La première fois c'était sous l'administration Bush. Le département d'Etat ne lui offrait pas de protection et on m'a chargé de monter une équipe pour le protéger. En fait le Dalaï Lama a déjà un entourage, mais il ne peut pas tout prendre en charge et mes hommes étaient le cercle extérieur. Mais, semble-t-il en raison du rêve, j'ai été placé directement à son côté. C'était un honneur qu'ils voulaient me faire.
Quel type de personne est le Dalaï Lama?
Je n'ai pas la capacité de parler de son état spirituel. Ce que je peux dire c'est qu'il s'agit de quelqu'un d'extrêmement bienveillant, très fin et érudit.
Lorsque nous traversions une foule, je faisais un cercle autour de lui avec mon bras pour qu'il ait un espace. Et il touchait les muscles de mon avant-bras. Je crois qu'il regardait s'ils étaient souples ou relâchés. Et il a rit en découvrant qu'ils étaient relâchés. (rires)
La seconde fois où il est venu, il séjournait au Ritz. C'était sous l'administration Clinton et il avait une protection du département d'état, mais on m'avait quand même demandé de faire partie du dispositif. Nous avons été coincés dans un ascenseur. Les portes se sont ouvertes entre deux étages et il fallait prévenir. C'était dangereux car si l'ascenseur repartait pendant qu'on essayait de sortir on serait coupé en deux. J'ai passé une partie de mon corps par l'ouverture et j'ai senti une grande poussée dans le dos. J'ai été expulsé comme un bouchon de champagne et, en me retournant, j'ai vu le Dalaï Lama qui souriait. J'ai alors compris que c'est lui qui m'avait poussé. Je peux donc dire que j'ai été "frappé" par le Dalaï Lama. (rires)
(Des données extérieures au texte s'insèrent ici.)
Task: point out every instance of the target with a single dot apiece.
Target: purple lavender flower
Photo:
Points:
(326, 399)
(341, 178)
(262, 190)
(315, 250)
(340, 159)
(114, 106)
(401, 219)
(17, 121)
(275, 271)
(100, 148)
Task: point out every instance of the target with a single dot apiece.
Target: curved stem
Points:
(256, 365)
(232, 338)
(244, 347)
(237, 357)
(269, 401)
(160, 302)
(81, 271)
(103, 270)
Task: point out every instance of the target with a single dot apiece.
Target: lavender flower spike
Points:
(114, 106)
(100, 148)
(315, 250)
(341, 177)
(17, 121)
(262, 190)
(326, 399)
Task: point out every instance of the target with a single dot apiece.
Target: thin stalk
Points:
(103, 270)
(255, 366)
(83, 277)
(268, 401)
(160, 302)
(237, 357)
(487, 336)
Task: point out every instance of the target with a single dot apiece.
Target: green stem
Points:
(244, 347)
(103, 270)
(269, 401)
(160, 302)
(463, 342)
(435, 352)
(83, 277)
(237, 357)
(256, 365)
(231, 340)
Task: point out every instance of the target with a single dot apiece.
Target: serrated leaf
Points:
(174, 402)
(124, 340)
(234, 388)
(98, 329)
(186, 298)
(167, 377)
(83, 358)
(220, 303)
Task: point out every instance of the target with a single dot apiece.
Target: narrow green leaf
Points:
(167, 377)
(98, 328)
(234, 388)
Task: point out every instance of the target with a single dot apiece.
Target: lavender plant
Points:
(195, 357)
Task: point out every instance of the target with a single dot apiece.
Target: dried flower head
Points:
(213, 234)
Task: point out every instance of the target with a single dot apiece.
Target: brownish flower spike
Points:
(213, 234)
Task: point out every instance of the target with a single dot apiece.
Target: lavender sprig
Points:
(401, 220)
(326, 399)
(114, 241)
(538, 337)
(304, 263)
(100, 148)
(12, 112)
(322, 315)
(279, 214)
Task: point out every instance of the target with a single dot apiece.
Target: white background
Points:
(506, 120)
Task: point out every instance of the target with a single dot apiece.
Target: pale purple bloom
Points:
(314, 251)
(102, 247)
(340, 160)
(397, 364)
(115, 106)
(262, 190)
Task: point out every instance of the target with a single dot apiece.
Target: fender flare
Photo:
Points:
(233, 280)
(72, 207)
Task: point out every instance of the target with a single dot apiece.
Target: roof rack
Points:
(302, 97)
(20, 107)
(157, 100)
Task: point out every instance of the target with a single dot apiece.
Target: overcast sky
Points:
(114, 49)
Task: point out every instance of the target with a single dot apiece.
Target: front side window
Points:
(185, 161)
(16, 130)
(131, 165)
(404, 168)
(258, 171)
Pouvez-vous nous parler de ce que vous appelez la Sagesse du Corps (SdC)?
La Sagesse du Corps est une méthode que j'ai développée pour apprendre aux gens à se soigner, se renforcer et combattre. C'est une méthode complète de développement physique.
Comment vous est venue l'idée de cette méthode?
La Sagesse du Corps vient de plusieurs expériences. L'une d'entre elles était de travailler avec des victimes d'accident vasculaire cérébral (AVC) pendant un an. J'avais développé une série d'exercices que nous pratiquions deux fois par semaine pendant une heure. Au bout de six semaines ils arrivaient tous à se relever seul. Un vieillard jeta sa canne et dit qu'il n'avait plus besoin de cela. (rires)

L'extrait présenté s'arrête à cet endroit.